Ramble on
I’m back in Hikkaduwa, for the last time I’m sure. Sitting on another balcony, typing to the sound of the sea. It’s a windy day, like one of those days in primary school, just before a storm, where everything is in flux, where everything is slightly otherworldly, kids running here and there, giddy from excitement…
Today there is a perahera in Seenigama, the sugar village, or so means the name. A perahera involves something like this: innumerable dance troops (45 in the one today)
elephants, and onlookers. They are held around the country whenever there is a full moon (poya), which is sort of like Sunday for Christians…; people don’t work and they do all their religious things like visit the temple, think about family, turn into better people, more than that I don’t really know.
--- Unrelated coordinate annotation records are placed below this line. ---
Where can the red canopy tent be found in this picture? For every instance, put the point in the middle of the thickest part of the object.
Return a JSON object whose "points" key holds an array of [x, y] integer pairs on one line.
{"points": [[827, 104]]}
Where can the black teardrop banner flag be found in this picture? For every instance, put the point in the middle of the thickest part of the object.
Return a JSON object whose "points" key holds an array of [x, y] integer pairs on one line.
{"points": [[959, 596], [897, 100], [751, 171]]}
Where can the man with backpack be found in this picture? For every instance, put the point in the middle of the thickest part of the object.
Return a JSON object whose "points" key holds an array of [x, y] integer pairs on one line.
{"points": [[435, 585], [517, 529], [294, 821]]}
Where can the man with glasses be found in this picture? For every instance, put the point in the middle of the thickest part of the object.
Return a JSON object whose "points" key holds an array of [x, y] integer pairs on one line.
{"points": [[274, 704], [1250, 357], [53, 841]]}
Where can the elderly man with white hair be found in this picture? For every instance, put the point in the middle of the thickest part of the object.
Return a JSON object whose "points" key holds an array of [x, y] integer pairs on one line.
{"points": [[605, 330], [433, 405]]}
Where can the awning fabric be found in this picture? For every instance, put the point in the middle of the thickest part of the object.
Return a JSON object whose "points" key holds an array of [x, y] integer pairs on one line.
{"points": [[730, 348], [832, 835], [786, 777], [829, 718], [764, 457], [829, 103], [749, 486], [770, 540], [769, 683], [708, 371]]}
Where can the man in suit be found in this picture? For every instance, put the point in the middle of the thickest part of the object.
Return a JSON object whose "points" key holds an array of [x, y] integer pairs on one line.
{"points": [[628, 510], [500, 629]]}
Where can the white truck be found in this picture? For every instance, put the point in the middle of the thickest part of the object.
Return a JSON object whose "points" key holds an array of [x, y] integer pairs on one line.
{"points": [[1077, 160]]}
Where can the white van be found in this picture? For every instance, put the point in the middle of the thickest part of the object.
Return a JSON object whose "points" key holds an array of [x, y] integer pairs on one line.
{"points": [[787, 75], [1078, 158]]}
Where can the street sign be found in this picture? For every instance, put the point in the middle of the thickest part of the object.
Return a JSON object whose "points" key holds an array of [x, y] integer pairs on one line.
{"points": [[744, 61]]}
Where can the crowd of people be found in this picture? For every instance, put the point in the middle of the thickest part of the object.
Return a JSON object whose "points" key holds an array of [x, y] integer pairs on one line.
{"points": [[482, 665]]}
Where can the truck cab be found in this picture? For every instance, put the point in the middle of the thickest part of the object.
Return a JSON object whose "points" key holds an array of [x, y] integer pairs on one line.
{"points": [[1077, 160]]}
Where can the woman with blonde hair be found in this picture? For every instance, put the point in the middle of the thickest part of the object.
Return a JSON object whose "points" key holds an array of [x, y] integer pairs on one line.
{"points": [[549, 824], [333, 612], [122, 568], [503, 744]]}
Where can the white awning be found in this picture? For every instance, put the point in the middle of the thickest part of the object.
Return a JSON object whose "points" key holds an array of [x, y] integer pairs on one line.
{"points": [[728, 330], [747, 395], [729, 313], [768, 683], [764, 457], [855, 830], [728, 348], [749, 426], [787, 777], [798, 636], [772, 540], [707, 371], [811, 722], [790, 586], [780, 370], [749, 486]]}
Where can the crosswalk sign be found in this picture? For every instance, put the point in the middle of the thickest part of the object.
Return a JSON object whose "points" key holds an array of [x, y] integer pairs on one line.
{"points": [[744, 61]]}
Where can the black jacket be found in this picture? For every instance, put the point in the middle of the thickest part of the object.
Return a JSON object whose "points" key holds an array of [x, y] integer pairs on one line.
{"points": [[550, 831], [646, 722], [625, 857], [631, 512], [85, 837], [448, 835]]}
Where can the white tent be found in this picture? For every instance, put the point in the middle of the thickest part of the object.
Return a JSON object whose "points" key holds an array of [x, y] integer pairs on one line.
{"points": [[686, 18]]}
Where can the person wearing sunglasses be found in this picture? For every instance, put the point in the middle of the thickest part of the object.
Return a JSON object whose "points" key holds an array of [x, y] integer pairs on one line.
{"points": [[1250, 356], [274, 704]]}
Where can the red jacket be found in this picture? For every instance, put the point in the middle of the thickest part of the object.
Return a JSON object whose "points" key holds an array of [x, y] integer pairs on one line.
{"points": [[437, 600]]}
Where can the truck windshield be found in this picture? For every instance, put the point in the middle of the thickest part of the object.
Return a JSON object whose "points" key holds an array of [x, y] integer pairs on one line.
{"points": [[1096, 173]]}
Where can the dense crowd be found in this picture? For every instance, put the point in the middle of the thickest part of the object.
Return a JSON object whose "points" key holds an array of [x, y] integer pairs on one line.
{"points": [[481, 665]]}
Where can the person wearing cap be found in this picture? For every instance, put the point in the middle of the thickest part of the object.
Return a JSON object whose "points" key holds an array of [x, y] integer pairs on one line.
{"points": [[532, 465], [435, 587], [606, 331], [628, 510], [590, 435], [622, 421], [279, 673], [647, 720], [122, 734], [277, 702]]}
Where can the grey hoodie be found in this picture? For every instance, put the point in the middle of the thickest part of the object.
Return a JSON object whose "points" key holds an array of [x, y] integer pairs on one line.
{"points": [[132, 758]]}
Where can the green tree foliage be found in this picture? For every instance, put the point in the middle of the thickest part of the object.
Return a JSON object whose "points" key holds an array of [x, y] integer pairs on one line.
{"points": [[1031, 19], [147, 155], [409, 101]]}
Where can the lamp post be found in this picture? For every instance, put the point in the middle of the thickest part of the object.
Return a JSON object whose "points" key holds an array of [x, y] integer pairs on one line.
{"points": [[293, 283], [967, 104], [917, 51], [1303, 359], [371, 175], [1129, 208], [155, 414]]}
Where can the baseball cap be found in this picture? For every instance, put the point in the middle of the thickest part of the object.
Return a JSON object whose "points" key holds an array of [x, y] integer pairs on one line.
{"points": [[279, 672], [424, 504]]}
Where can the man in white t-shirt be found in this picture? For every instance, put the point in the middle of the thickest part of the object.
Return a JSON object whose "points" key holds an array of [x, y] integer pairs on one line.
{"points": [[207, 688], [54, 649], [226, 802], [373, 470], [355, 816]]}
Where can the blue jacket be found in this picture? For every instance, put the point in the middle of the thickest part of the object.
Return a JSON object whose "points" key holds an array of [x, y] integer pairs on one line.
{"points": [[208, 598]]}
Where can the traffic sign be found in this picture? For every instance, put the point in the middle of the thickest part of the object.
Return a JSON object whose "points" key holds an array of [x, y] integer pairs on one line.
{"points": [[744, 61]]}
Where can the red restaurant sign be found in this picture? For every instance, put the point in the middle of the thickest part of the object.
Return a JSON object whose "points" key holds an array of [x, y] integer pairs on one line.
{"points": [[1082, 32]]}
Seenigama is the site of the infamous Foundation of Goodness, so we know quite a few of the people who will be in the perahera, including one unlikely lady by the name of Verity who will be participating in a beautiful Kandian Sari made by her work colleagues.
Just quickly, one more Kushil Gunasekara story: he has made the Guardian Weekly. Recently a famous former Indian spin bowler (I forget his name) made a remark comparing the 700 odd wickets that Sri Lanka’s favourite Son, Murali Muralitharan (sp?) had taken to ‘mere run-outs’. Kushil, who is also Murali’s manager, decided that this was definitely defamation and has apparently moved to file a $7 million lawsuit. Brilliant. If special K pulls that one off it will definitely confirm him as a man of infinite wisdom and compassion.
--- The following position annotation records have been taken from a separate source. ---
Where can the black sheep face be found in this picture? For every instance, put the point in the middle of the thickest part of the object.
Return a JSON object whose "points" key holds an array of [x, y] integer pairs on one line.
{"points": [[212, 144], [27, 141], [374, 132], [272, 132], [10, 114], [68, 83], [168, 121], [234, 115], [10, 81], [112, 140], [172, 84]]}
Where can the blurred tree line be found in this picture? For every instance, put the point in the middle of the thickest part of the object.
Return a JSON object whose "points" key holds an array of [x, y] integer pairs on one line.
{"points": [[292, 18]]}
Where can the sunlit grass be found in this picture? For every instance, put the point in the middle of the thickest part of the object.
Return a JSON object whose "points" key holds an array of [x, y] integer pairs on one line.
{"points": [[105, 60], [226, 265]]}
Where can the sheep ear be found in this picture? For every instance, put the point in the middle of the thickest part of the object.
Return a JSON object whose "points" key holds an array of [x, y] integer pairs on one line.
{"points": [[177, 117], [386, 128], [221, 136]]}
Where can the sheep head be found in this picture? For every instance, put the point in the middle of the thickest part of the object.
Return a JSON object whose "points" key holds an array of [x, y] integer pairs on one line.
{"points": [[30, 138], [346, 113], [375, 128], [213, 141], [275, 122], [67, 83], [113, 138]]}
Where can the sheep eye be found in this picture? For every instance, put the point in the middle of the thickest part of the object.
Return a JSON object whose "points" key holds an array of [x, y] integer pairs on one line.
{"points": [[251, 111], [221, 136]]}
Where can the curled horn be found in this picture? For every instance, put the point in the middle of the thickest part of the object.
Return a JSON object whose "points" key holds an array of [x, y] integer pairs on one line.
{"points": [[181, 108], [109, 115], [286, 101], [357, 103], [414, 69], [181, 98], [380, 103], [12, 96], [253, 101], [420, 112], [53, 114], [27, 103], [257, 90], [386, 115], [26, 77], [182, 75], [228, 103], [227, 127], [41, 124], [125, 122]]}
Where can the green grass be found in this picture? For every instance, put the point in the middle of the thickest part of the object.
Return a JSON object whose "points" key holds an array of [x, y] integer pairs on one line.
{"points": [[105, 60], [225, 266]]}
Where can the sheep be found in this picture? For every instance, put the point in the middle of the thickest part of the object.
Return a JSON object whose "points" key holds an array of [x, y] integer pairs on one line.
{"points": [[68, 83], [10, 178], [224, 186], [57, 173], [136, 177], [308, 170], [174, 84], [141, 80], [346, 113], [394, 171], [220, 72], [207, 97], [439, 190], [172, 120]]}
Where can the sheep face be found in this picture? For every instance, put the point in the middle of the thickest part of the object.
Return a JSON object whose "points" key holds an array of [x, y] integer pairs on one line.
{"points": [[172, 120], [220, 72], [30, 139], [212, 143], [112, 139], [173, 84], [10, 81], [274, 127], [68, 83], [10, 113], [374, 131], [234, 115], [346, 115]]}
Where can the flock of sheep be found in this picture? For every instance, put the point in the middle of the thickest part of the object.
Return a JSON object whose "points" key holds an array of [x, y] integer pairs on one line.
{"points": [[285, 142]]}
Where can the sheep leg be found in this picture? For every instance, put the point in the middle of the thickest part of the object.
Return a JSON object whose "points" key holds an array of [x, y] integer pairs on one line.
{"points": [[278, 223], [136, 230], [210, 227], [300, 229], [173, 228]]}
Anyway, I didn’t sit down to write about any of the things that I have, but now I have started a ramble, I may as well continue. Verity has now gone to get ready for the perahera, and the storm has definitely come, I’ve had to retreat from the balcony to the room.
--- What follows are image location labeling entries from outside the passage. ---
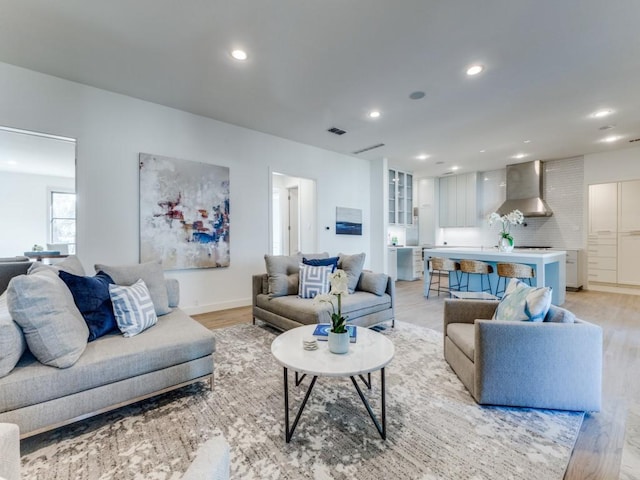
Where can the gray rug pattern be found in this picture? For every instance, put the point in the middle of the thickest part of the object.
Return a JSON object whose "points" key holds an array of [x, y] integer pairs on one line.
{"points": [[435, 429]]}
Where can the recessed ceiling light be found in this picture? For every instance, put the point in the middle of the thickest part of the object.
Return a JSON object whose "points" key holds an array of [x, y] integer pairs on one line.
{"points": [[474, 70], [601, 113], [239, 54]]}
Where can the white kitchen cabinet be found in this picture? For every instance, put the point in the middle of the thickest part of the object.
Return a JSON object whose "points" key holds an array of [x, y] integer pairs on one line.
{"points": [[400, 198], [629, 258], [629, 206], [574, 269], [602, 257], [603, 208], [458, 200], [392, 261]]}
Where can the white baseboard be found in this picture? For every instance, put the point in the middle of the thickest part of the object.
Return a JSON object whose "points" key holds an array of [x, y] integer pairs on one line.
{"points": [[214, 307]]}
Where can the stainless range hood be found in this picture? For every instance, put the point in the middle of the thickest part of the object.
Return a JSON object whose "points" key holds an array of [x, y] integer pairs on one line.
{"points": [[524, 190]]}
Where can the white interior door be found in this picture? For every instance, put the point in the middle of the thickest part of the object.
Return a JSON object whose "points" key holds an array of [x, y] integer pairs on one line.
{"points": [[294, 221]]}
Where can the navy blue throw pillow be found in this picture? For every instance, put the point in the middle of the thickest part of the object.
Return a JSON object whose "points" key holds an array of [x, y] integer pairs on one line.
{"points": [[322, 262], [91, 296]]}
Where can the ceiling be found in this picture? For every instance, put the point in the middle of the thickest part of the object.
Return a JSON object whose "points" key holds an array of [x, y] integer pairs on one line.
{"points": [[25, 152], [313, 65]]}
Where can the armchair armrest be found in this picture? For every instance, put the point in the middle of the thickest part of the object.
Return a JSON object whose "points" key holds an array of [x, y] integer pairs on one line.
{"points": [[467, 311], [539, 364]]}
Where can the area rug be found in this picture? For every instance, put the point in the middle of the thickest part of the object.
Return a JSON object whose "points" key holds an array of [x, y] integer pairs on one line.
{"points": [[435, 429]]}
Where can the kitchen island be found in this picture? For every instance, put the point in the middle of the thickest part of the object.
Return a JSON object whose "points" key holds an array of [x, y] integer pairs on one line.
{"points": [[549, 266]]}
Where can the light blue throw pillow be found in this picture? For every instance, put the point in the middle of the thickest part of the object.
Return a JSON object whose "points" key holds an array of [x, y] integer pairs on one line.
{"points": [[314, 280], [133, 308], [523, 303]]}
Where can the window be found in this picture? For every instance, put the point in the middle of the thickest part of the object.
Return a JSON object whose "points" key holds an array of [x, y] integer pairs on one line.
{"points": [[63, 218]]}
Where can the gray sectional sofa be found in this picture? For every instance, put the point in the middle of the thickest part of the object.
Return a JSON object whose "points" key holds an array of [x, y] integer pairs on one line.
{"points": [[113, 371], [276, 300]]}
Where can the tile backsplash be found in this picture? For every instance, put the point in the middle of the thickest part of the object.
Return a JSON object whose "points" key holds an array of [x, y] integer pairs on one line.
{"points": [[563, 182]]}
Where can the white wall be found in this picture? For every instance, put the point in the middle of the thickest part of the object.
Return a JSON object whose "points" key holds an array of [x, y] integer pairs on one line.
{"points": [[111, 130], [24, 216]]}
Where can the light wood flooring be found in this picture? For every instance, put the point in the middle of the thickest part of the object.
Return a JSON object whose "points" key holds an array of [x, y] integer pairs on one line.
{"points": [[599, 448]]}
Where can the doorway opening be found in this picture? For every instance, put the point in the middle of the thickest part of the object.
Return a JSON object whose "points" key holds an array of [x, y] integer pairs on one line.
{"points": [[293, 214]]}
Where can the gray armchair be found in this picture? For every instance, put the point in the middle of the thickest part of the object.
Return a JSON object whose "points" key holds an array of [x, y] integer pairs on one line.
{"points": [[524, 364]]}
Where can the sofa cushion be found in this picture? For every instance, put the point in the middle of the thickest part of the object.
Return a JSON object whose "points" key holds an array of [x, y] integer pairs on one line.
{"points": [[52, 325], [352, 265], [176, 339], [307, 312], [12, 342], [314, 280], [70, 264], [283, 274], [375, 283], [319, 262], [523, 303], [559, 315], [133, 308], [150, 272], [91, 296], [463, 335]]}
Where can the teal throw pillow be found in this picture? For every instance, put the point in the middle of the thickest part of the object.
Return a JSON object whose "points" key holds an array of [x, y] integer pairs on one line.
{"points": [[523, 303]]}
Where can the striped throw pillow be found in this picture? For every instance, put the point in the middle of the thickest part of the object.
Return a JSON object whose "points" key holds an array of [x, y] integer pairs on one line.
{"points": [[133, 308], [314, 280]]}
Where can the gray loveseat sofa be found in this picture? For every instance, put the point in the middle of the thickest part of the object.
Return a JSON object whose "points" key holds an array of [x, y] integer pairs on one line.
{"points": [[276, 301], [555, 364], [113, 371]]}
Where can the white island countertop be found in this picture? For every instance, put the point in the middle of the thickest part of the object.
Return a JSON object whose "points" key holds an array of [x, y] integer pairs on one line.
{"points": [[549, 265]]}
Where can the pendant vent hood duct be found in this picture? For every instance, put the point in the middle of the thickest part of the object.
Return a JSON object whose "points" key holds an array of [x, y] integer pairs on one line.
{"points": [[524, 190]]}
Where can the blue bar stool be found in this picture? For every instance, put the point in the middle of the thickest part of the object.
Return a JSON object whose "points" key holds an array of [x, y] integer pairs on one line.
{"points": [[449, 268], [475, 267]]}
Briefly, work remains mostly good. Doing lots of mostly boring writing for reports but that will be finished soon and I’ll be able to get back to interesting things. What I am doing now is just like writing essays for Uni, only this time they mean something and I can’t get to radical, have to be a little diplomatic. Topics include: civil society’s access to the law making process, language rights, discriminatory language policy, and alternative dispute resolution. Interesting things, but sitting at a desk all day staring at a computer gets a little tedious.
Politics are pretty weird at work, lots of boring bullshit, but it is boring so I won’t blab on about it. I had been travelling around the country doing field visits, but that has finished. Definitely pretty odd being the foreigner in the big 4WD being driven round the country and put up in hotels, but the work that is being done is good and I feel like I believe in it so that lessens the guilt. I’ll go into detail about the work that is being done at some other time.